Ces milieux de vie stimulants, qui s’inscrivent comme une alternative aux milieux de substitution, proposent des formules adaptées à la réalité des individus.

D’ailleurs, la qualité des intervenants, qui possèdent valeurs et compétences est une véritable force de Défis-logis Lanaudière.

Outre l’autonomie, le logement communautaire permet une meilleure posture financière. Cela rend les locataires davantage aptes à contribuer à l’économie locale. Il s’agit d’une suite logique pour développer leur plein potentiel. Ce maintien dans la communauté permet aux individus de contribuer à la vie sociale et économique de leur milieu naturel. Aussi, le pouvoir de l’autodétermination leur assure une meilleure santé.
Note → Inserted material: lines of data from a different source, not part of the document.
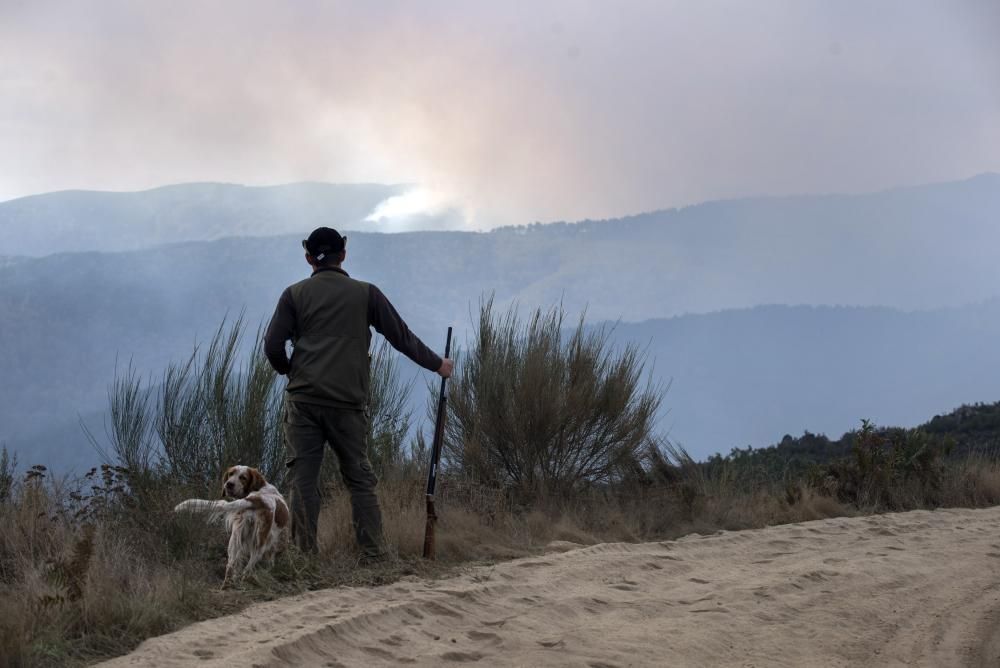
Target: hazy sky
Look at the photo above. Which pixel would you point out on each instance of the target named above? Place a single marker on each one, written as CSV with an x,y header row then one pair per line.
x,y
517,111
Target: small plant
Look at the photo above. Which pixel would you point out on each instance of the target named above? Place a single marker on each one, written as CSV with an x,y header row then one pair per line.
x,y
8,468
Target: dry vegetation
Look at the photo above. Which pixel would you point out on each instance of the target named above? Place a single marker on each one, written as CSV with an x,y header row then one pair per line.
x,y
90,567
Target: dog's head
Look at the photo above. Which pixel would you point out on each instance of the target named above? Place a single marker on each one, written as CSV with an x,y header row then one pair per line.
x,y
238,481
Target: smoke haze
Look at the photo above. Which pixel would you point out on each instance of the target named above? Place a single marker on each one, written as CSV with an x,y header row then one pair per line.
x,y
502,112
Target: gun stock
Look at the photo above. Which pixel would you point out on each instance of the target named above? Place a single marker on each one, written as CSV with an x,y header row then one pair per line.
x,y
435,459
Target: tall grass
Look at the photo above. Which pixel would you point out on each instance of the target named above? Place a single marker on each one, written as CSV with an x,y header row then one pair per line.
x,y
550,439
544,410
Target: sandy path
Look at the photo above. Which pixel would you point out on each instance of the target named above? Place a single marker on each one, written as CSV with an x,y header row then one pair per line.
x,y
919,588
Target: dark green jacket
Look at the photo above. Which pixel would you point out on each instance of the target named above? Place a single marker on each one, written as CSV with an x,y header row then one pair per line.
x,y
327,318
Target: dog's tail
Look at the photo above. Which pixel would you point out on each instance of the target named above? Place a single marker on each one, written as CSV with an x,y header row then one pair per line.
x,y
200,505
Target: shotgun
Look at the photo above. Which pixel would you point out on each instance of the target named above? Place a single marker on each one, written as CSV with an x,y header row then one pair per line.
x,y
435,458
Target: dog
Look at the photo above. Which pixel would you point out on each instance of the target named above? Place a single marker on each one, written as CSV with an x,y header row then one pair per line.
x,y
256,516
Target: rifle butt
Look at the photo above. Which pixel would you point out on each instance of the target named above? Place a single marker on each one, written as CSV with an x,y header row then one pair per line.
x,y
429,529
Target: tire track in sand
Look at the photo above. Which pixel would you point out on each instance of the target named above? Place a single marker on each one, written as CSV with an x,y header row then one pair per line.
x,y
919,588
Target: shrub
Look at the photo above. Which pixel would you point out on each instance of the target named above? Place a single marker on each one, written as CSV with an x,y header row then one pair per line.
x,y
218,408
543,409
890,469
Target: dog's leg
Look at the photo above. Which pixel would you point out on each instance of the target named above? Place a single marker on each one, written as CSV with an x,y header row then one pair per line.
x,y
233,553
264,522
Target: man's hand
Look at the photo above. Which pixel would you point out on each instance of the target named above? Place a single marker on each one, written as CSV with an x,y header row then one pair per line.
x,y
447,366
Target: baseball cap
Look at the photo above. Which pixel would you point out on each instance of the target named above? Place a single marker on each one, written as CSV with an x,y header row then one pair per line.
x,y
322,241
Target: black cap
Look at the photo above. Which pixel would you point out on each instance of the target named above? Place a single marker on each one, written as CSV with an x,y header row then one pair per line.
x,y
323,241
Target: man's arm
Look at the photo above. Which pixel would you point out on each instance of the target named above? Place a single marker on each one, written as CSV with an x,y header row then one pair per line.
x,y
280,330
386,321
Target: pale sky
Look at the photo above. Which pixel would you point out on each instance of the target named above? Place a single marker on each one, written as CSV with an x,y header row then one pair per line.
x,y
515,112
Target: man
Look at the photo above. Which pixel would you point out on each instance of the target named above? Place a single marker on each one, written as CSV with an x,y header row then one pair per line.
x,y
327,317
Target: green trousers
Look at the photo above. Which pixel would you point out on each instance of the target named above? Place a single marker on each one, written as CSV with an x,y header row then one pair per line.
x,y
308,429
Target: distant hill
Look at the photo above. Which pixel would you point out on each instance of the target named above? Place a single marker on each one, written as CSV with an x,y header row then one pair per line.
x,y
745,377
741,376
79,220
969,430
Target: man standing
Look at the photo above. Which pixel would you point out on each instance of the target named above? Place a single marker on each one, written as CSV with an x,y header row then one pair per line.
x,y
327,317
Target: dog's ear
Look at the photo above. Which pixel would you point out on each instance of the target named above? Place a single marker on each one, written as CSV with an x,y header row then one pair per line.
x,y
225,476
256,481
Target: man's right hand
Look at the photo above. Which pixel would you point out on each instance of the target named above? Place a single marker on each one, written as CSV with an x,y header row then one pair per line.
x,y
447,366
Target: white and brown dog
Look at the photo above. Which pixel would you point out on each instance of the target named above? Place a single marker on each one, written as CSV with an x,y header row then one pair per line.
x,y
256,517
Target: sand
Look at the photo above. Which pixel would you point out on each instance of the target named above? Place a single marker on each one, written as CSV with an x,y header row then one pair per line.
x,y
910,589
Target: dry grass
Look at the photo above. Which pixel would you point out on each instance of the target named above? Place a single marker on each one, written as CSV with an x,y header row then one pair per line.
x,y
79,584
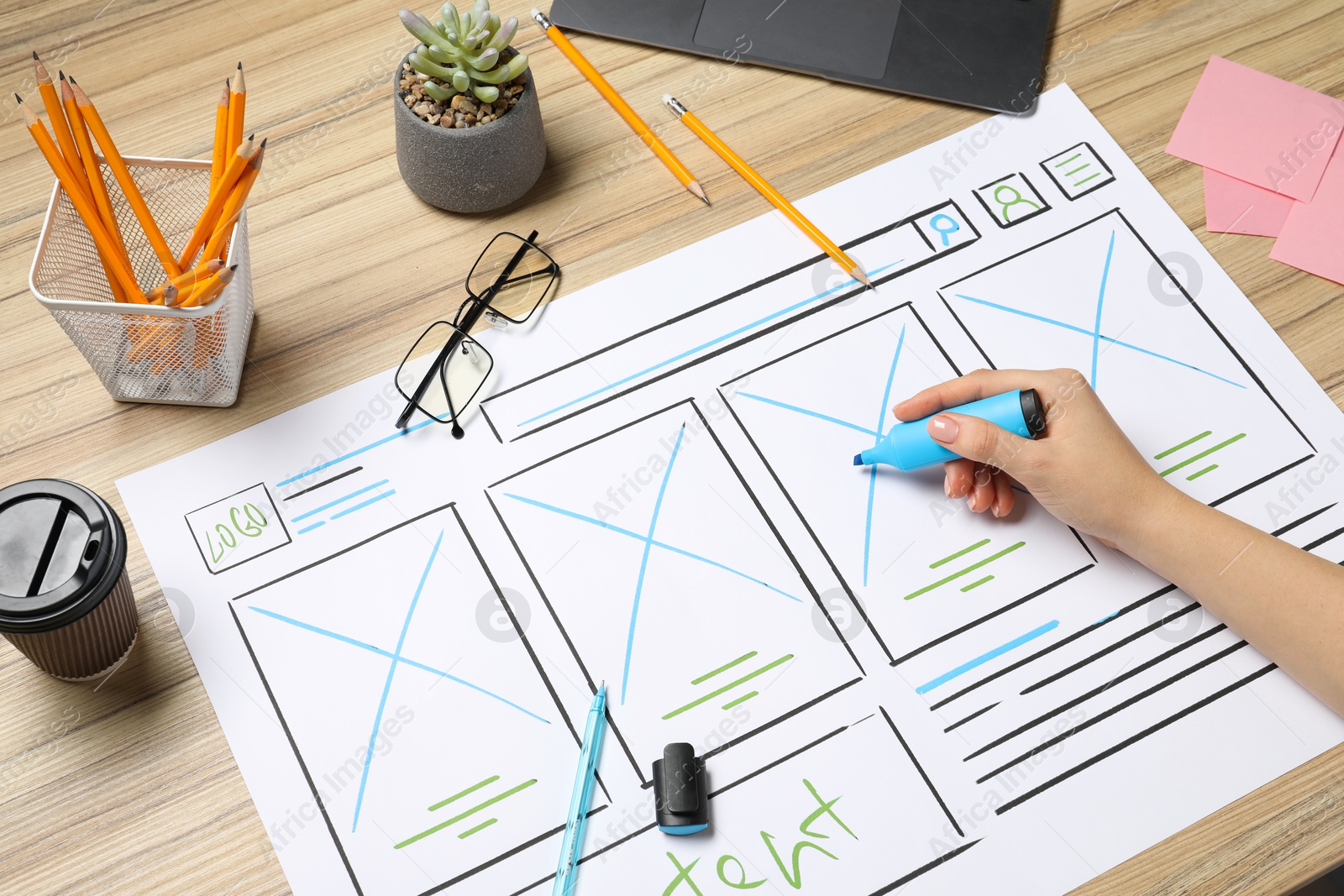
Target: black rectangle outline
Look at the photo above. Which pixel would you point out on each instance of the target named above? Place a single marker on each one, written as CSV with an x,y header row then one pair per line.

Dans l’ensemble, le logement communautaire offre un filet de sécurité aux locataires handicapés. Selon la coordonnatrice de l’organisme, Catherine Déry, il importe de remettre les compétences et les pouvoirs aux individus, en tenant compte de leurs capacités.

Cependant, elle estime être en train « d’éteindre les feux » et a un ardent désir de consolider les acquis plutôt que de demeurer dans l’urgence. D’ailleurs, la liste d’attente de Défis-logis Lanaudière totalise 88 noms, alors que seules 15 places seront créées au fil des prochains mois.

Selon Mme Déry, le modèle est une solution, pas nécessairement LA solution. Il faudrait, selon elle, développer davantage de projets qui favorisent la mixité.

 

Pétition à l’Assemblée nationale

Pour donner suite à la campagne « J’ai ma place en habitation », la Société québécoise de la déficience intellectuelle (SQDI), en collaboration avec la Fédération québécoise de l’autisme et la Fédération des mouvements personne d’abord du Québec, ont par ailleurs lancé une pétition à l’Assemblée nationale pour exiger que l’habitation pour les personnes ayant une déficience intellectuelle ou les autistes soit priorisée par nos dirigeants. Chaque signature compte pour faire résonner le message !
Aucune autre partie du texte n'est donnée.